I am a graduate student in molecular biology going for my PhD. I am currently researching DNA damage pathways and accordingly stare at many tiny dots in a microscope and little purple lines on membranes.
Anyway, I was curious to see how many like minded and careered people were about, in case I wanted to bounce ideas around or complain about my day without needing to define it frist.
We’re around. I’m in just about the same boat - I’ll be applying for grad school soon. edwino often fills my question-bouncing needs, since he can often be found in chat. There are others as well. Welcome. You will never escape.
I am still an undergrad but am planning to go to grad school in (probably cell) biology. I’ve been a proud bio nerd since about eleven, and have always wanted to do research. From one newbie to another - welcome!
I earned a BS in cellular biology years ago, but didn’t pursue a science career. I miss the academic world horribly, and am looking for ways to keep my education from rusting completely away. If you count me in, I’ll try not to embarrass you.
Indeed, as Smeghead mentioned.
I am pursuing an MD/PhD. I completed 2 years of medical school (with half of one being in clinics full time), and am nearly finished my second year of graduate school in molecular and human genetics. I work on Developmental Neurogenetics in the Drosophila eye.
My first grad school rotation was with a bacterial DNA repair lab. I studied the recQ protein, Werner syndrome and Bloom syndrome proteins. Good stuff.
No, I’m not trying to model any phenomenon; it’s pure math so there’s no modeling involved. Topology came from people trying to generalize the idea of continuous functions that you encounter in calculus. What kinds of properties are preserved by continuous functions? Continuous functions can stretch or bend, but they can’t tear anything apart, so when you’re doing topology, you’re studying the properties of objects that don’t change if you bend or stretch them. So, for example, a circle is the same as a square is the same as a triangle (but not the same as a line segment, since you would have to tear a circle to make it a line segment), or, the classic example, a coffe mug is the same as a donut, since both have that single “hole” through them (but not the same as a ball, since the ball has no such hole)–the center of the donut, and the hole through the handle of the mug.

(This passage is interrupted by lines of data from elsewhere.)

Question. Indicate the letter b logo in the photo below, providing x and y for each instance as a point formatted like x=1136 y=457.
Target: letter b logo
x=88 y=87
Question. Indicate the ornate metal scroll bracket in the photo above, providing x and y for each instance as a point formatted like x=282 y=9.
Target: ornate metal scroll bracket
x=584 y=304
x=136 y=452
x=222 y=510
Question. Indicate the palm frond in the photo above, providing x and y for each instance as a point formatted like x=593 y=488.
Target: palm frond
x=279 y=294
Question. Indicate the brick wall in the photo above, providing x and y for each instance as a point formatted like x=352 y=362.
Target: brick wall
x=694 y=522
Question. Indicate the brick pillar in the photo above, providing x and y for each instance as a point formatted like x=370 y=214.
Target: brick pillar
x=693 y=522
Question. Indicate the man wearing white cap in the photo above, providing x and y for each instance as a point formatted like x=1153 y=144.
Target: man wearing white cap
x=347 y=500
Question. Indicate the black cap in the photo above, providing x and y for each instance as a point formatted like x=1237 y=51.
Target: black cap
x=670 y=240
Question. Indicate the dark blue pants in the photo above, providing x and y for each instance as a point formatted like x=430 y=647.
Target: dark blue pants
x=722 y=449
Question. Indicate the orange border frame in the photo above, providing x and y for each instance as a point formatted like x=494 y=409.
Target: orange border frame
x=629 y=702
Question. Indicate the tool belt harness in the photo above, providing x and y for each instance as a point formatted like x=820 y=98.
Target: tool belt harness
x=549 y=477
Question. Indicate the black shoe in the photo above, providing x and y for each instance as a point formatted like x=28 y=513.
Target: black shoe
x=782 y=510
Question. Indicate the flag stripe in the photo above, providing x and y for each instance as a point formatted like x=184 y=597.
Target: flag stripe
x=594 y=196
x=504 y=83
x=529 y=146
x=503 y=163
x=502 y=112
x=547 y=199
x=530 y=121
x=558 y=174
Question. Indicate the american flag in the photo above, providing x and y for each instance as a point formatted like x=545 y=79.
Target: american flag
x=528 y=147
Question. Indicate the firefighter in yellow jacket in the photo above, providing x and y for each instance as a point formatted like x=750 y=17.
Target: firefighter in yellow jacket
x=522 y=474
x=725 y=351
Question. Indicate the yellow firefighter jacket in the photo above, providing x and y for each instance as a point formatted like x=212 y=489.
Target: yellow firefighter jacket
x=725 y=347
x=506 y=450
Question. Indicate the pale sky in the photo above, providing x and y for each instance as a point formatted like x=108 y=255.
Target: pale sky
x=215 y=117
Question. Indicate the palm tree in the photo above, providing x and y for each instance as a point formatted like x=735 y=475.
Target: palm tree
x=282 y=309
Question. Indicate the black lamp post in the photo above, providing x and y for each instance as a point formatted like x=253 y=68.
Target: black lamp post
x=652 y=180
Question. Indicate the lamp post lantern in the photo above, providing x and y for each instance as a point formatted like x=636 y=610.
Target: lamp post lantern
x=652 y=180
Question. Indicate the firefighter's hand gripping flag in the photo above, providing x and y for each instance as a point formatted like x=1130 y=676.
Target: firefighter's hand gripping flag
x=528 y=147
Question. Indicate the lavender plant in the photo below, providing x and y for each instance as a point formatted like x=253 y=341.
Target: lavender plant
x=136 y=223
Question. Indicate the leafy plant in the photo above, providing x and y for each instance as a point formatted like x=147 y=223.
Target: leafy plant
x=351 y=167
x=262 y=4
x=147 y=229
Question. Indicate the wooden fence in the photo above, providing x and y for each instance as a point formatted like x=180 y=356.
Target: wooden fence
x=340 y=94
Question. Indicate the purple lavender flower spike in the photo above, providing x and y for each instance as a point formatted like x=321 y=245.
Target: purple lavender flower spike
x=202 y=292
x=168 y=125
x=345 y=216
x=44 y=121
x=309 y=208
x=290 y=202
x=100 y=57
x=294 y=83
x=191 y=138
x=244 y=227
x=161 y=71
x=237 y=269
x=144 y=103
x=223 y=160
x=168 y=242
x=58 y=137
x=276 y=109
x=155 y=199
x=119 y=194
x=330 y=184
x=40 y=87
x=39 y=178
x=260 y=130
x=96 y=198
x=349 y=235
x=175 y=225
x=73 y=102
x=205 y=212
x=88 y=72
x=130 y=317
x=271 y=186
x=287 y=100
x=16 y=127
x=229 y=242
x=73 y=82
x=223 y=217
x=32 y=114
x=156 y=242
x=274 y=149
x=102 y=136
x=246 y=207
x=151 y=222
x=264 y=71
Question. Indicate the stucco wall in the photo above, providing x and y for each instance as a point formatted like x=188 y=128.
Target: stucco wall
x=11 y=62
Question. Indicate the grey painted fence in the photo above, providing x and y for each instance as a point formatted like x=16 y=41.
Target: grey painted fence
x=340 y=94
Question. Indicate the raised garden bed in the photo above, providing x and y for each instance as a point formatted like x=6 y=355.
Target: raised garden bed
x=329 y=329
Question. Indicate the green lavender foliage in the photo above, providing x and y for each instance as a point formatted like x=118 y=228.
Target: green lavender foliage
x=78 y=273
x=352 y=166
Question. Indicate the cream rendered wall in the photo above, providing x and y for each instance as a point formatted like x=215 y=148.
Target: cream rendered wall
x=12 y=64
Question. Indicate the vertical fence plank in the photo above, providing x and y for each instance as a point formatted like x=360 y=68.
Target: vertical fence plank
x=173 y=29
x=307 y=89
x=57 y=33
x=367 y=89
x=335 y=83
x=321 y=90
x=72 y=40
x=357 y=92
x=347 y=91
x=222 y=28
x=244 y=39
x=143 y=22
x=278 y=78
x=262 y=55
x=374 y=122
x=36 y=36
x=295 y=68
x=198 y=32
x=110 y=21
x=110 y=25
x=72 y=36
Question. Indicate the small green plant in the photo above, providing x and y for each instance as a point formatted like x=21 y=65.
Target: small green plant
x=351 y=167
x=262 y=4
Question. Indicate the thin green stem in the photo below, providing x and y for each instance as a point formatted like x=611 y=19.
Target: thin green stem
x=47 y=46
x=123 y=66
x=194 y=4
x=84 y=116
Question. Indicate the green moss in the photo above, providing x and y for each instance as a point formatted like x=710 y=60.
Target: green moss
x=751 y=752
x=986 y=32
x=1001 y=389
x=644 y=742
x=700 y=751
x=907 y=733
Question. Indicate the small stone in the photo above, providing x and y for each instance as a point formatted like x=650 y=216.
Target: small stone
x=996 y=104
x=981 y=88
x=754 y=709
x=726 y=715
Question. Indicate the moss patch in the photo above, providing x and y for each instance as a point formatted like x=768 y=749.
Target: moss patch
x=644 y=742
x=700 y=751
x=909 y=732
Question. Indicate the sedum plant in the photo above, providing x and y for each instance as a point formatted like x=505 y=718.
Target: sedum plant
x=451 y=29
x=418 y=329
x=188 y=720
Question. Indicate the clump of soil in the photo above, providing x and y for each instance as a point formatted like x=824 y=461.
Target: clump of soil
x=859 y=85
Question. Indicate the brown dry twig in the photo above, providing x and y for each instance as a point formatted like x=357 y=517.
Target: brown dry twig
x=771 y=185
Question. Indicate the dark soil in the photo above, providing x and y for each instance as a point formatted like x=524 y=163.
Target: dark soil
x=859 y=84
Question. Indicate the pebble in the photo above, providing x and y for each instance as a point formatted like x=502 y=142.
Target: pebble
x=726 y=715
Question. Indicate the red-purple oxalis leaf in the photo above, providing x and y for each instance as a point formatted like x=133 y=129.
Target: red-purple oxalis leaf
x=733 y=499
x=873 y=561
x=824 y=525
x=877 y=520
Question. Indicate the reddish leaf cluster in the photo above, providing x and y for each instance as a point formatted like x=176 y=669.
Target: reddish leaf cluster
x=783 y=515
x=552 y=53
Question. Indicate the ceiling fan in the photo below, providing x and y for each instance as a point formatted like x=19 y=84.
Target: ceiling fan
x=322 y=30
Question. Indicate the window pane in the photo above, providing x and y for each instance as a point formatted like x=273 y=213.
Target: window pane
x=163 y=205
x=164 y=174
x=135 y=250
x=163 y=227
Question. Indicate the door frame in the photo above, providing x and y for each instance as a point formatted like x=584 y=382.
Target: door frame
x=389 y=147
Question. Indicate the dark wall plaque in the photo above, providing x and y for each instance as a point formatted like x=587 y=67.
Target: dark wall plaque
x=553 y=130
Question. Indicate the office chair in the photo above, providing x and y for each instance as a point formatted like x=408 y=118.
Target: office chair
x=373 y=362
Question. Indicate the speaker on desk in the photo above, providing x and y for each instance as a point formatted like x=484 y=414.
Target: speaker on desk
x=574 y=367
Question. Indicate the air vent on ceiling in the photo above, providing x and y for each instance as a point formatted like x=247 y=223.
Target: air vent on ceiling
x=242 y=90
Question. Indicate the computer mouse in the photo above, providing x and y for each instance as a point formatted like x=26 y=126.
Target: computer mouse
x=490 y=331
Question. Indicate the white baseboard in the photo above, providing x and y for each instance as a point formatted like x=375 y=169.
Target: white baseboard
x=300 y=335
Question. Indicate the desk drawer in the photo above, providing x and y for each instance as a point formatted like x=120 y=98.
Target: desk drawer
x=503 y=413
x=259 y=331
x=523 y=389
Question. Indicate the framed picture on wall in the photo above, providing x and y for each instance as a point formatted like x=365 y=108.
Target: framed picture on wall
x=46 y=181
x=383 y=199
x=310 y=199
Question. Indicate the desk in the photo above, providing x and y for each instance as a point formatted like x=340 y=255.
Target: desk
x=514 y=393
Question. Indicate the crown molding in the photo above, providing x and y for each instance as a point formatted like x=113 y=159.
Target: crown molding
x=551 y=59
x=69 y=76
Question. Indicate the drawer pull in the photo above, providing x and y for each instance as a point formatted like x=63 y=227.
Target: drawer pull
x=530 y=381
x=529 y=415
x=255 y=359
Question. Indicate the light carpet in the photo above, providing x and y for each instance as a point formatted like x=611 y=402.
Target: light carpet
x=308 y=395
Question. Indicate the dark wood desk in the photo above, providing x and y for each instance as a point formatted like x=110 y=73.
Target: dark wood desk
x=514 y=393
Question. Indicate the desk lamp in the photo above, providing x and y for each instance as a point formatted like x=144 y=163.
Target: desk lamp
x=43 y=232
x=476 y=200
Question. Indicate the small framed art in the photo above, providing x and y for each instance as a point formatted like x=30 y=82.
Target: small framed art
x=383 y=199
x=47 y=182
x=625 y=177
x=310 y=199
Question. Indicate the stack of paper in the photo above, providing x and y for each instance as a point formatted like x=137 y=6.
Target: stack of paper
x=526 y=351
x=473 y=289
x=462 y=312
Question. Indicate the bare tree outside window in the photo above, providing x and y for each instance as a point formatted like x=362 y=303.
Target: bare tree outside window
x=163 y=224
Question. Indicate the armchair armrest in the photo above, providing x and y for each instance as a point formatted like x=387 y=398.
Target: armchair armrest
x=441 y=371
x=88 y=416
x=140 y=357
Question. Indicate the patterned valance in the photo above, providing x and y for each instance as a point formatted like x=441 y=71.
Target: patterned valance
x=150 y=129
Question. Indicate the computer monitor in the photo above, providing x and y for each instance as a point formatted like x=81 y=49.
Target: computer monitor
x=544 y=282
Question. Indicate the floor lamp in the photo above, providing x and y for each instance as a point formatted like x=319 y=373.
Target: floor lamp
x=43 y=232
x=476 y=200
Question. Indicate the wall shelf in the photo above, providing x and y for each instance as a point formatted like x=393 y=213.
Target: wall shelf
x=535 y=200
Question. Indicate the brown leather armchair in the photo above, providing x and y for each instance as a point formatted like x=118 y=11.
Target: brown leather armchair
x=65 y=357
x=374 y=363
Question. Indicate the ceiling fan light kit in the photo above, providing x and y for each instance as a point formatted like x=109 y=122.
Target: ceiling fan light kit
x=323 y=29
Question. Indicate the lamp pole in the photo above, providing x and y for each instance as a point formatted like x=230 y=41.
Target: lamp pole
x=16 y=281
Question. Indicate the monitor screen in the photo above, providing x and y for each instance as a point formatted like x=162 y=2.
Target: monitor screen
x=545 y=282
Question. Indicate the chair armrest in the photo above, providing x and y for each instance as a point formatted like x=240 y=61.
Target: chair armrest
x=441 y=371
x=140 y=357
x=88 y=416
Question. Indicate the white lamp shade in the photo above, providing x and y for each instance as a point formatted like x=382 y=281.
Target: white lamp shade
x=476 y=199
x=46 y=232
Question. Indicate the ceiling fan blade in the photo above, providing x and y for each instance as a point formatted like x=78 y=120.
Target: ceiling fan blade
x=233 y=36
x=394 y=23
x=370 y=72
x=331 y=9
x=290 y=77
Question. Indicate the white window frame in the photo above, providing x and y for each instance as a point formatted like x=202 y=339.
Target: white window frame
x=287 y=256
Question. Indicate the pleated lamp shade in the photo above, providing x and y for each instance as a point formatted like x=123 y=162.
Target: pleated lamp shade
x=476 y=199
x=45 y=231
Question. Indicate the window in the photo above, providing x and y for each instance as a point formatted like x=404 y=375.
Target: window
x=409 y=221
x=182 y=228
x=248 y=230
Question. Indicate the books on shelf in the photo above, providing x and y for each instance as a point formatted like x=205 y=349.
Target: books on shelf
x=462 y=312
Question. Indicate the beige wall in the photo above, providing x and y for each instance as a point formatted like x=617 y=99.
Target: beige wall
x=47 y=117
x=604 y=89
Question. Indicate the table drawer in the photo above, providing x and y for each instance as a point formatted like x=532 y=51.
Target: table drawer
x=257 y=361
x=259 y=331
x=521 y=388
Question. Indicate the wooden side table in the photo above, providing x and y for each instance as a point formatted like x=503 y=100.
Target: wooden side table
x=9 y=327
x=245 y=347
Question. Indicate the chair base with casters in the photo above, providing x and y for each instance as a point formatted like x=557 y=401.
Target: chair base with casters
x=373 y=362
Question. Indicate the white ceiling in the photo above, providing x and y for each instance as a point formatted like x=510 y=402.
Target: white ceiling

Geologist. Not one of those squiggly-line, I-look-at-numbers-not-rocks geophysical types like beatle. More specifically, an Igneous Petrologst interested in the trace element geochemistry of peralkalic volcanic rocks, hence the obscure and dull UserName that I don’t really like. (Although it’s still my fave rock.)
4th year (urp!) PhD student that WILL finish in 2001 who’s working in exile away from his (future) alma mater as a part-time University Lecturer at his (past) alma mater and even-more-part-time industrial minerals and hydrogeologic (double urp!) consultant.
Look for my exciting, exciting paper “Origin of a silica-oversaturated quartz trachyte-rhyolite suite through combined crustal melting, magma mixing, and fractional crystallization: the Leyva Canyon volcano, Trans-Pecos Magmatic Province, Texas” coming soon to an issue of the Journal of Volcanology and Geothermal Research near YOU! (Hopefully by or before December, since it was accepted last December!)
All I talk is shop, hence my extraordinarily low post count.
It’s funny, Pantellerite, just this evening we were discussing the differences. In school, on field trips you could knock off the geophysics students. We were always the smaller group that was back in camp an hour or so ahead of the rest because we weren’t trying to drag back 55 pounds of really cool doorstops (Hey, I got my data points, let’s check out the cooler).
Today a wildcat my geologist and I drilled got down. They’ll trip the bit and condition the hole so ~1:00 AM he’ll get the call to start the couple or so hours drive down to the wellsite (just outside your hometown); about 3:30 or so he’ll start logging an almost 11,000’ hole. I’ll be snoozin’ ;).
The fact of the matter is, we can be wrong to four decimal places, and we know it. Engineers can be wrong to five, but they’re pretty damn sure they’re right. And geologists are pretty much happy to be on trend.